Foam Reduction Leads to Increased Production in Drum Fillers

The Customer

A major cleanings manufacturer needed a semi-automatic filler to fill 55 gallon drums with a foaming product. The idea was to keep an operator away from the filling station and to allow a steady pace of filled drums throughout a two-shift process. The rate was one drum every 75 seconds, because of foaming and high viscosity.

The Challenge

The customer had two additional problems that could not be met by other filling manufacturers they had already contacted. The filling system had to fit into a room with a 12’ ceiling. Since a large percentage of liquids were foaming products, a sub-surface filler was necessary. Typically a sub-surface filler requires 13’ ceiling clearance. The other condition was limited floor space for filled drums to accumulate prior to fork-truck pickup.

The Solution

Specialty Equipment solved the problem by providing the customer with a custom-made, semi-automatic filler that would max out at slightly less thanAutomatic Drum Orienting Filler 12’ tall when fully retracted. The horizontal space problem was solved by accumulating filled drums in parallel lanes.

The Customization

The operation was designed as a straight-line configuration where empty drums, with bungs previously removed, accumulated to an air-operated escapement. When a drum was called, the escapement retracts and an air-operated bar drops down between the first and second drum, pulling the drum into the rotator station.

Every drum is rotated to find and lock-in the bung position. Upon arrival, on a twin-strand chain conveyor, the drum is raised by four skewed rollers. A cradle of wheels and a powered pneumatic tire move into position on each side to capture and center the drum. The drum is automatically rotated while a sensor locates the bung.

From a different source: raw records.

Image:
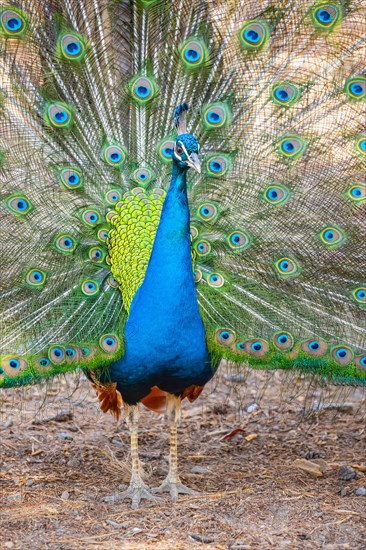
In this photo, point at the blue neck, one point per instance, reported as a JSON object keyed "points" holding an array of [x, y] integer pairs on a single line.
{"points": [[170, 264], [165, 340]]}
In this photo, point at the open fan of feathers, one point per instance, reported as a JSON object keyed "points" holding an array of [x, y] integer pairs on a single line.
{"points": [[277, 92]]}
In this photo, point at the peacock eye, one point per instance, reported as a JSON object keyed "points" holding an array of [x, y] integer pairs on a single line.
{"points": [[109, 343]]}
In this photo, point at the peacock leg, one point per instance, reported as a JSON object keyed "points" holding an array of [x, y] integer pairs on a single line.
{"points": [[172, 484], [137, 489]]}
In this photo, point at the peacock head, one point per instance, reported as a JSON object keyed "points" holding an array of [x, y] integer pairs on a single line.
{"points": [[186, 147], [185, 152]]}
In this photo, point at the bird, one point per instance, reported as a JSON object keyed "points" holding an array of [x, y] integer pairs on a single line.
{"points": [[182, 184]]}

After rotation, each drum is conveyed to the fill station then signals its arrival. The filler’s 1,000 lb. brick scale is raised between the chains, lifting the drum. A signal is then sent to start the fill cycle. An Allen Bradley PLC controller with touch screen, in a NEMA 4X nitrogen purged panel, was also part of the filler package.

The Benefit

A powered roller conveyor receives the filled drum at the bung station, outside the filling room. Upon discharge, each full drum conveys past a mechanical wig-wag diverter which sends drums onto twin gravity accumulation conveyors. Drums convey left then right then left and right, until fully accumulated. A fork truck picks up four drums at a time from the side of the accumulation line. All the equipment was built and tested at the Specialty Equipment plant in Houston, Texas.